Six Thinking Hats

Six Thinking Hats was written by Dr. Edward de Bono. “Six Thinking Hats” and the associated idea parallel thinking provide a means for groups to plan thinking processes in a detailed and cohesive way, and in doing so to think together more effectively.

Although this can be used in groups to aid thinking assigning each person a role has felt restrictive for me. Better example – group assumes all roles at the same time so you move through the different hats together. Also find it useful if going through thinking on my own and avoids falling into favouring your own idea and focussing on yellow and blue hats while missing the others.

Wardley Maps

A Wardley map is a map of the structure of a business or service, mapping the components needed to serve the customer or user. Wardley maps are named after Simon Wardley who claims to have created them in 2005. This form of mapping was first used in Fotango (a British Company) in 2005, within Canonical UK between 2008 and 2010 and components of mapping can be found in the Better For Less paper published in 2010.
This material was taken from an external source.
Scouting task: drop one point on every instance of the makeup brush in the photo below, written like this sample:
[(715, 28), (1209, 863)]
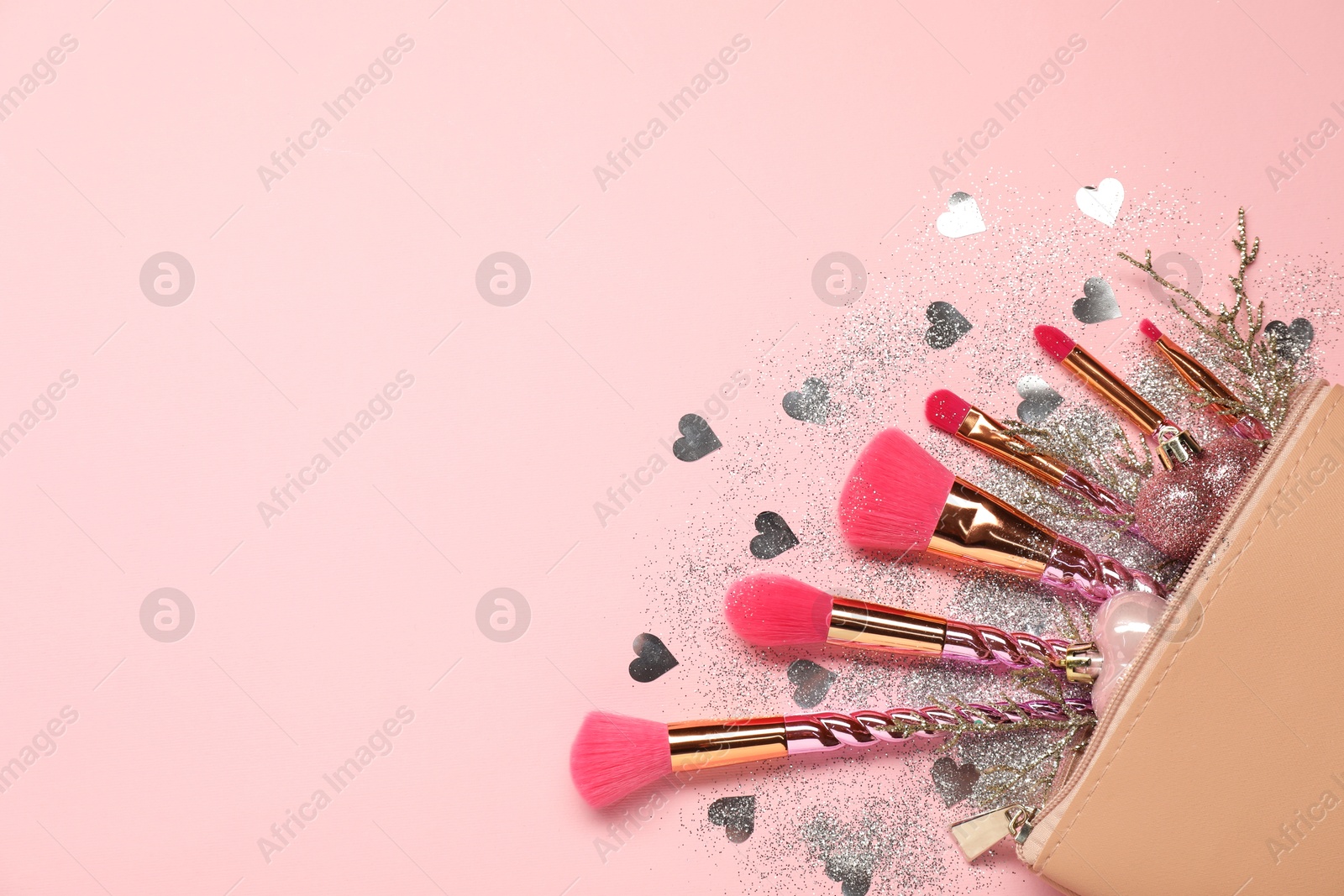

Each component in a Wardley map is classified by the value it has to the customer or user and by the maturity of that component, ranging from custom-made to commodity. Components are drawn as nodes on a graph with value on the y-axis and commodity on the x-axis. A custom-made component with no direct value to the user would sit at the bottom-left of such a graph while a commodity component with high direct value to the user would sit at the top-right of such a graph. Components are connected on the graph with edges showing that they are linked.

Much of the theory of Wardley mapping is set out in a series of 19 blog posts and a dedicated wiki called Wardleypedia. As use of the technique has broadened to new institutions and been used to map new things the application of the technique in practice has drifted from the original vision.

Wardley Map Example


Capture, organize, synthesize

Takeaway from a Mozilla user study studying how people find, save and share things on the web:

  1. Capture as much as possible. Capture without judgment: your thoughts are more valuable than paper. Externalize what you learn. Once an idea is captured in a tangible form you can begin surveying and manipulating it.
  2. Organize only after you capture. Filter, but don’t delete irrelevant information. Computers are big enough to search and store everything. Make them manage it.
  3. Synthesize into new meaning. Re-contextualize what you learn. This is the creative act. Experience becomes art, notes become a novel.

Most creative bottlenecks happen when you try to organize and synthesize before you capture. Spread it all out before you try to arrange it.

Many creative tools are designed for organizing first. Name the file before you can write in it. Create your Photoshop layer before you can draw on it. This causes friction.